Cell Transformation and the Fight Against Fat

cell-transformation-against-fat

By Kevin Ritchart

Researchers from McGill University in Montreal have discovered a means of stimulating the body to burn fat rather than store it, which could aid in the evergrowing battle against obesity, diabetes and cardiovascular diseases.

Earlier this year, McGill researchers published a study that centered on a protein called folliculin and its role in controlling the activity of fat cells. By eliminating the gene that produces folliculin in the fat cells of mice, researchers were able to switch the cell’s primary function from storing fat to burning it.

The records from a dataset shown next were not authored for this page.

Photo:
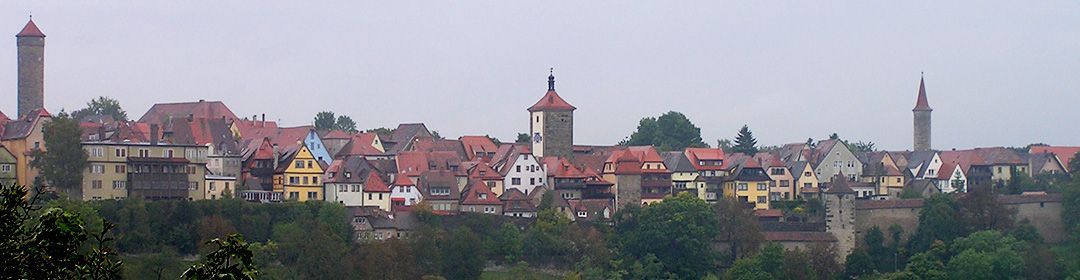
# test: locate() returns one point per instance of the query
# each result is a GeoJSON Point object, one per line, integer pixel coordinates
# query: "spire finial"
{"type": "Point", "coordinates": [551, 79]}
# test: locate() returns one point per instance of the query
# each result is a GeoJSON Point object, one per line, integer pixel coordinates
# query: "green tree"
{"type": "Point", "coordinates": [523, 138]}
{"type": "Point", "coordinates": [671, 131]}
{"type": "Point", "coordinates": [325, 120]}
{"type": "Point", "coordinates": [738, 225]}
{"type": "Point", "coordinates": [104, 106]}
{"type": "Point", "coordinates": [46, 243]}
{"type": "Point", "coordinates": [232, 260]}
{"type": "Point", "coordinates": [509, 243]}
{"type": "Point", "coordinates": [980, 210]}
{"type": "Point", "coordinates": [63, 161]}
{"type": "Point", "coordinates": [679, 231]}
{"type": "Point", "coordinates": [725, 145]}
{"type": "Point", "coordinates": [745, 142]}
{"type": "Point", "coordinates": [936, 222]}
{"type": "Point", "coordinates": [345, 123]}
{"type": "Point", "coordinates": [463, 255]}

The process is known as the “browning” of fat cells. The color of brown fat is derived from iron-rich mitochondria, and the browner a cell is, the more active it is in the body from a metabolic perspective. The primary role of brown fat is to burn energy that produces heat, which helps us maintain a constant body temperature. Conversely, white fat’s chief function is energy storage.

 

 

Changing Colors

Scientists recently found a new type of fat tissue with characteristics that fall somewhere between healthy brown fat and the more harmful white variety. This so-called beige fat is able to act like brown fat in the presence of certain stimuli, such as exposure to extreme cold. As these beige fat cells become more active within the body, it’s less likely that we’ll accumulate the types of unhealthy  at deposits that lead to obesity. Now the challenge becomes how to consistently convert white fat cells into the energyburning beige ones.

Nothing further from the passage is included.